The Innocents (2016), Dir. Anne Fontaine
God’s help will not be enough.
— Mathilde Beaulieu, The Innocents (2016)

Stars: Lou de Laâge, Agata Buzek, Agata Kulesza, Vincent Macaigne, Joanna Kulig, Eliza Rycembel, Katarzyna Dąbrowska, Anna Próchniak, Helena Sujecka, Mira Maluszinska, Dorota Kuduk, Klara Bielawka, Pascal Elso, Thomas Coumans, Leon Latan-Paszek.
Director: Anne Fontaine
Screenplay: Sabrina B. Karine & Alice Vial.

How even when a woman has taken her vow to serve God cannot save her from men. How a woman's body can be used to sully her in shame and damnation. How the act of rape can forever change a woman when a man can just walk away. 

Poland, 1945 a convent of Benediction nuns are in seek of aid as one of there sisters goes into labour and must give birth to the child that has come from such rape. A reluctant French Red Cross Doctor, Mathilde Beaulieu (Lou de Laâge) helps deliver the child only to discover that not one but several nuns are now pregnant from a group of Soviet soldiers that raided their convent. Mathilde helps the nuns out in secret, not only so her superiors do not know she is helping non-French patients but also to keep the secret of the nuns so they do not live in shame and scandal.

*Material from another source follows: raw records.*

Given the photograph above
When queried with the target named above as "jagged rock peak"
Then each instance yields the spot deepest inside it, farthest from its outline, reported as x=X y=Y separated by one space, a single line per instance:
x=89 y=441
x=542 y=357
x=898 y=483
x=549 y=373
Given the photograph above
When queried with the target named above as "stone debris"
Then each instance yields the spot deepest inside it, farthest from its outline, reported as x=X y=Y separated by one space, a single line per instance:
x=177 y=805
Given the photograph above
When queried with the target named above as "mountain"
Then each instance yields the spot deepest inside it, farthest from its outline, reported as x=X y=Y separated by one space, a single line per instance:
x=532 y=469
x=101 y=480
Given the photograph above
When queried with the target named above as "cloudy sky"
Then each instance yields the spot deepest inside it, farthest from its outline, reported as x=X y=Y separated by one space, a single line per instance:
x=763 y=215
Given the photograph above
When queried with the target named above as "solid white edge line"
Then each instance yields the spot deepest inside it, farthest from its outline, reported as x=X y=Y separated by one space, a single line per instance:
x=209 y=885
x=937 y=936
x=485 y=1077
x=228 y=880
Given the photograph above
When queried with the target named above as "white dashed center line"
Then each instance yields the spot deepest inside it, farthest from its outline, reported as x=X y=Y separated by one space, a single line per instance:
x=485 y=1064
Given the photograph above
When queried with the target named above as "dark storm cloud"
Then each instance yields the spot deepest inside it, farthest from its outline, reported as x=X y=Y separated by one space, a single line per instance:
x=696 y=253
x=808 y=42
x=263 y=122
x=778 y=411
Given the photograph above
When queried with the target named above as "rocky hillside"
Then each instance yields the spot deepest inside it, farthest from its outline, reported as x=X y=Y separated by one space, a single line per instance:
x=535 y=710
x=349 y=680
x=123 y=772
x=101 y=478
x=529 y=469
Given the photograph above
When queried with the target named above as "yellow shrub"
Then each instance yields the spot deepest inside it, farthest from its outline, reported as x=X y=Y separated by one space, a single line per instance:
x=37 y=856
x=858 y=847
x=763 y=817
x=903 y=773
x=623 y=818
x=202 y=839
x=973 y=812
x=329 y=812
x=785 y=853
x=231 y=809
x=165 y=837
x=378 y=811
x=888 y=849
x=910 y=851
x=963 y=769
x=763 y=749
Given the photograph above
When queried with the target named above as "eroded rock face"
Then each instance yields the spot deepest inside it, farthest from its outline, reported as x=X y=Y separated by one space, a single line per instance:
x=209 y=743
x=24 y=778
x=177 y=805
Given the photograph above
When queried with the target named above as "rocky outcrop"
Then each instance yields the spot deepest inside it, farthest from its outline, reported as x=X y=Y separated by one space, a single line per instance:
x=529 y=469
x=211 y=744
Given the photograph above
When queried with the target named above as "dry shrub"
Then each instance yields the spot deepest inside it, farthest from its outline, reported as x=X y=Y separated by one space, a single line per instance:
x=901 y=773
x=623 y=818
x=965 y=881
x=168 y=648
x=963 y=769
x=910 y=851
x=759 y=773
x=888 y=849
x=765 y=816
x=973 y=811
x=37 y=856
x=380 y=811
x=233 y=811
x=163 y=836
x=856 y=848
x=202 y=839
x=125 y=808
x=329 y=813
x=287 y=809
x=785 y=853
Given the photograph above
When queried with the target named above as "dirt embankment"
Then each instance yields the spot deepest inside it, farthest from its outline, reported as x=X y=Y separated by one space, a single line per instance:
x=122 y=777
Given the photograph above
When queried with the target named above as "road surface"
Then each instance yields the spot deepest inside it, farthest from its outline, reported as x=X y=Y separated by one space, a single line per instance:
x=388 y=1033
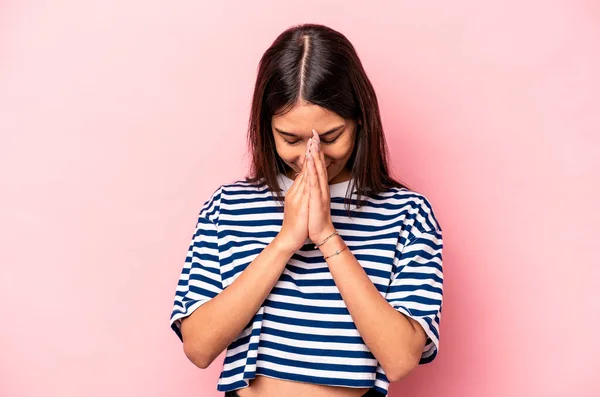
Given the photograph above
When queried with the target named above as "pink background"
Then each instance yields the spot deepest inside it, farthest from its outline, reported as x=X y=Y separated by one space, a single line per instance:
x=118 y=118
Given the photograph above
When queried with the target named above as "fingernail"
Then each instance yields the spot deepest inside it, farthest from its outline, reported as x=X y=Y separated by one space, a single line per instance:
x=316 y=136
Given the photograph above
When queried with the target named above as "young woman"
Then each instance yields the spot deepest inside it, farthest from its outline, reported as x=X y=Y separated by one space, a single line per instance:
x=319 y=274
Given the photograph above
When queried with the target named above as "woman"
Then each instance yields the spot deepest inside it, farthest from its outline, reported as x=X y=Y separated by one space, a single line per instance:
x=319 y=274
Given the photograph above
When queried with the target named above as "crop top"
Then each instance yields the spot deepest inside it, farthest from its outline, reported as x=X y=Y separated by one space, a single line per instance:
x=303 y=331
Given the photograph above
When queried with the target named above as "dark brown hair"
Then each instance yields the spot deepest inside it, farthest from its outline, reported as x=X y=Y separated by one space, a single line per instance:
x=317 y=64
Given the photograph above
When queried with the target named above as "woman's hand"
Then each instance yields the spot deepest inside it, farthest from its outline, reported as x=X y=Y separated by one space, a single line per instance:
x=320 y=225
x=294 y=230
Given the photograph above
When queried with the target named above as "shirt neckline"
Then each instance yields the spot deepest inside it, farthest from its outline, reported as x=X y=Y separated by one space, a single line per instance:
x=335 y=189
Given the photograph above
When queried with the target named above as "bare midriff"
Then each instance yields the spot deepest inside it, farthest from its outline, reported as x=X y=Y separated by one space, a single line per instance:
x=264 y=386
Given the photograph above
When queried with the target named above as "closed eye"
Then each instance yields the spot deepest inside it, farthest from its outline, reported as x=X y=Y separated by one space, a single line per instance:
x=322 y=141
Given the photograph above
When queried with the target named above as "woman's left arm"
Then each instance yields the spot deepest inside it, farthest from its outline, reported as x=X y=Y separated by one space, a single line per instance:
x=396 y=341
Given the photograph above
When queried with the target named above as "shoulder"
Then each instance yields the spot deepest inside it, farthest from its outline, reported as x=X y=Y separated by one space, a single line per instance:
x=228 y=194
x=413 y=209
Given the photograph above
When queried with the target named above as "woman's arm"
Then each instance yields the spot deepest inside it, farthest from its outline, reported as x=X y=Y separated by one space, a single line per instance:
x=214 y=325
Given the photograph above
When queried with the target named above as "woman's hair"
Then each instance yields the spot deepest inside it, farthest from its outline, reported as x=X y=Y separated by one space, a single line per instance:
x=317 y=64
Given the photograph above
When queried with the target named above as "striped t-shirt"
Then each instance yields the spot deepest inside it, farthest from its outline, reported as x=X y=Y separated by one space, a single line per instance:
x=303 y=330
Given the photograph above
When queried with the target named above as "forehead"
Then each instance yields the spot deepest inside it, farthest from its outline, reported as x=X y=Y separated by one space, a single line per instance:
x=302 y=118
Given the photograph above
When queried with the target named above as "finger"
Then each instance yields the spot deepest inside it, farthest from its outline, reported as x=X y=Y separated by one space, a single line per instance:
x=313 y=179
x=298 y=182
x=325 y=190
x=319 y=165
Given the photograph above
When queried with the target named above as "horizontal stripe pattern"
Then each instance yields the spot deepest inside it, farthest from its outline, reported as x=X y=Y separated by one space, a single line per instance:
x=303 y=331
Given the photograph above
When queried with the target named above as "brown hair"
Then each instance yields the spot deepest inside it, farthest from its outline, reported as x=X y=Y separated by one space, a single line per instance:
x=317 y=64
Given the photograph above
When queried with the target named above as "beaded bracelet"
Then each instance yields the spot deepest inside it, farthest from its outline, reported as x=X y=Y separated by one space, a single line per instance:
x=336 y=252
x=323 y=242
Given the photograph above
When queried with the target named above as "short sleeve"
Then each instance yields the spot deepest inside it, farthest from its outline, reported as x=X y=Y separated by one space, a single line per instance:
x=200 y=278
x=416 y=286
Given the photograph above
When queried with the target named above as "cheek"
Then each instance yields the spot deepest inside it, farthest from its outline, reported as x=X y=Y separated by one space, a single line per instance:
x=338 y=151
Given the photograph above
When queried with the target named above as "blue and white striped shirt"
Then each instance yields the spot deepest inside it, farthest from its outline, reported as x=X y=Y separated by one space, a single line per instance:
x=303 y=330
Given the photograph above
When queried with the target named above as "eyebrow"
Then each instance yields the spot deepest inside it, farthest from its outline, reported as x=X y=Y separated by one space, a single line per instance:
x=331 y=131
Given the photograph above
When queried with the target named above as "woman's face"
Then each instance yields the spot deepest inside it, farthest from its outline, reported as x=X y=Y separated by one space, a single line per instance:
x=293 y=129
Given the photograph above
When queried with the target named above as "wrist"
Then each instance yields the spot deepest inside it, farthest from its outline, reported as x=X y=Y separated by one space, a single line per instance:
x=282 y=247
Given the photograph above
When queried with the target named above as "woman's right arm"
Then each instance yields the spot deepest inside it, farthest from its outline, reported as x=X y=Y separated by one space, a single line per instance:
x=213 y=326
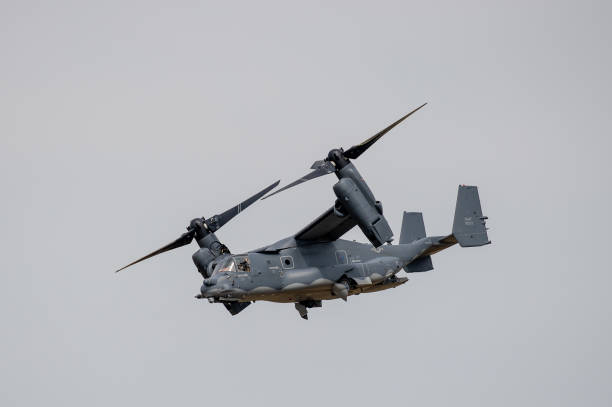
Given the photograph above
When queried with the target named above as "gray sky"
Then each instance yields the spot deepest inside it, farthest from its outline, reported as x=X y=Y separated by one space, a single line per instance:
x=121 y=121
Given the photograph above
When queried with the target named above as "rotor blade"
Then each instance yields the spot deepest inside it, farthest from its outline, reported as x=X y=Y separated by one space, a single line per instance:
x=184 y=240
x=359 y=149
x=215 y=222
x=320 y=170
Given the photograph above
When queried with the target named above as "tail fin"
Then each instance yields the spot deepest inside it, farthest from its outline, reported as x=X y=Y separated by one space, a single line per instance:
x=469 y=226
x=413 y=228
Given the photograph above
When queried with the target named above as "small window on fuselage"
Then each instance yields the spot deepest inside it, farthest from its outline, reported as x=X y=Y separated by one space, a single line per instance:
x=242 y=264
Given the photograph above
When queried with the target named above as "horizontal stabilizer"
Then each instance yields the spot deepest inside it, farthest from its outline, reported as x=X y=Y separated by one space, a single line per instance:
x=420 y=264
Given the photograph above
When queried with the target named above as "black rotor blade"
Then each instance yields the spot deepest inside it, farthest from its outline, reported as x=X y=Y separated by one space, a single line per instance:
x=320 y=168
x=215 y=222
x=184 y=240
x=359 y=149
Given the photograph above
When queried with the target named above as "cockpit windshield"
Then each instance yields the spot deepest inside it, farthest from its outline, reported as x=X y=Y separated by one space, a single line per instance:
x=233 y=264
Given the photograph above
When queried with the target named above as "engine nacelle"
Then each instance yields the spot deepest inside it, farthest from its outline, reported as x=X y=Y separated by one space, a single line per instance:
x=365 y=211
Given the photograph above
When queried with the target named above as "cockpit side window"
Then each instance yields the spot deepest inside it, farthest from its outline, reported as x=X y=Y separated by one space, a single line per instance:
x=227 y=266
x=243 y=263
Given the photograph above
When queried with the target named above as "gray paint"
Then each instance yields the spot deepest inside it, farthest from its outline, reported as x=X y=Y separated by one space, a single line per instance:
x=308 y=272
x=118 y=116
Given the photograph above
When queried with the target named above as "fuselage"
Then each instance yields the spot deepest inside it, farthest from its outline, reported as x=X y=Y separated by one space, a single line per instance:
x=289 y=272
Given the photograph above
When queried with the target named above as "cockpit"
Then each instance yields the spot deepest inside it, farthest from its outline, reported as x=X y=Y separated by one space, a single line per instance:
x=233 y=264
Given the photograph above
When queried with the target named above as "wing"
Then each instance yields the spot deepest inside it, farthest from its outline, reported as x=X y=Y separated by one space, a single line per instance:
x=326 y=228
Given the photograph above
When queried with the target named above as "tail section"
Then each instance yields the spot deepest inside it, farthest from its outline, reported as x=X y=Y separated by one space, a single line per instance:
x=469 y=226
x=413 y=228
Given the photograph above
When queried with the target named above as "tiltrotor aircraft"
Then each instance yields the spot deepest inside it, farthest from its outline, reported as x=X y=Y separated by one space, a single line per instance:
x=315 y=264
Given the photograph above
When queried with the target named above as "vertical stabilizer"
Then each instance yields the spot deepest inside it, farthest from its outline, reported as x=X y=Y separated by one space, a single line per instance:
x=469 y=227
x=413 y=228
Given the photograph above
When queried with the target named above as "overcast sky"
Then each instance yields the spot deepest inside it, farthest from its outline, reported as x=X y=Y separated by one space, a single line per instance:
x=121 y=121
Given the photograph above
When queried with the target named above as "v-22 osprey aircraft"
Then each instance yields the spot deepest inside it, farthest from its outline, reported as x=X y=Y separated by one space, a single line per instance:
x=315 y=264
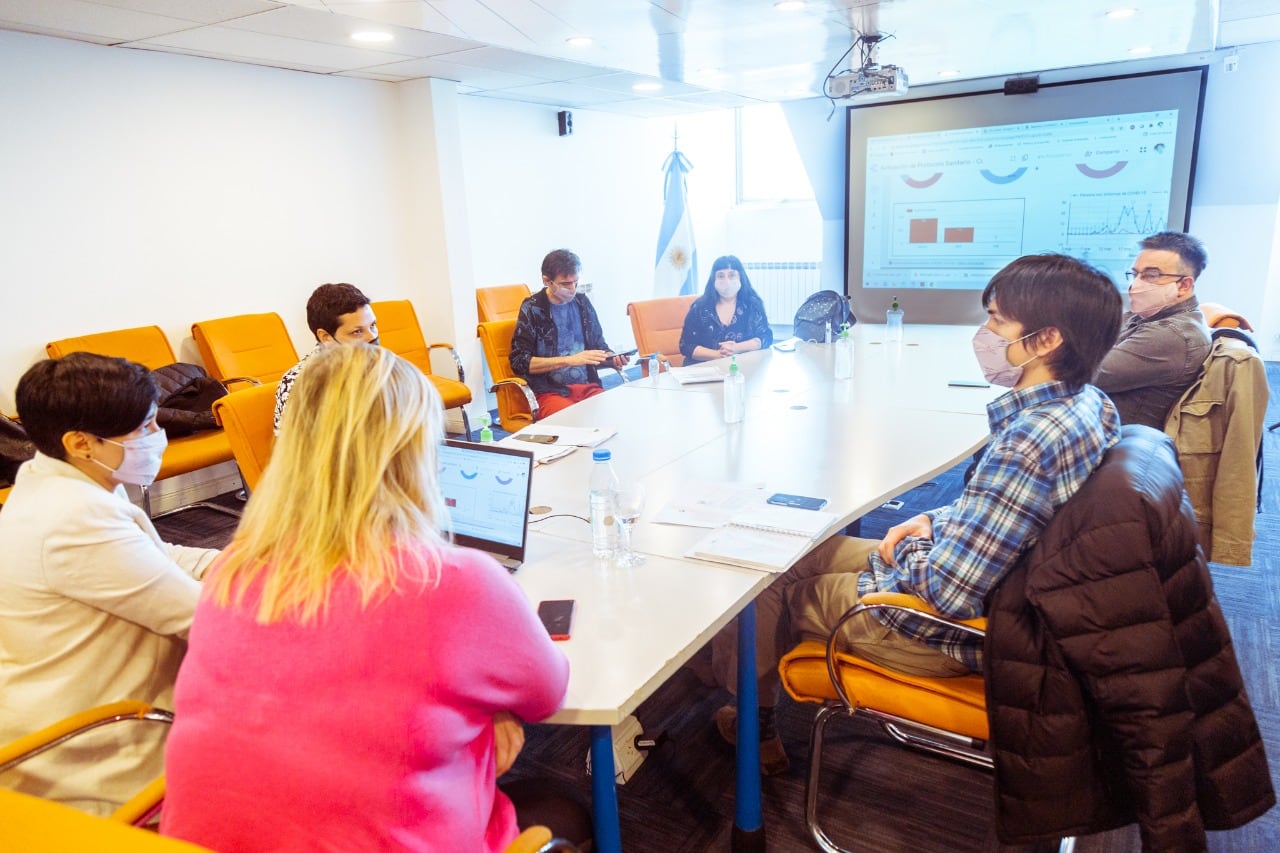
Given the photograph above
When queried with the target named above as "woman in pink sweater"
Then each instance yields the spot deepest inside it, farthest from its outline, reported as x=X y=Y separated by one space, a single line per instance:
x=352 y=680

It is a sobering tale but an important one to tell. It is a tale not just really of faith but true sisterhood. These nuns live together and must rely on each other and Mathilde is invited into their fold. She, a woman of communist backgrounds comes to see beyond the vale to the souls of these women and so do they. A comfort envelops you as you watch these women embrace one another, not only do they see beyond their beliefs but so do you as you watch their story. You see past religion and see a more humble story, the story of womanhood and what we must go through on a day to day basis. The one place you are sure you can escape and be of a world of just women is taken away by war and aggressive men. A sanctuary that has been tainted and done to women who never expected to have the burden of motherhood.

This film is beautiful in its story and its imagery. Snow does wonders to make a film feel present as you shiver along with the characters. The use of On the Nature of Daylight by Max Richter in the films finale really hits you in the feels as it heightens your awareness in both sound and visuals. And finally having to do the Bechdel test but in reverse is always a very real pleasure. This is a womens story about sisterhood and family, a truly beautiful thing indeed.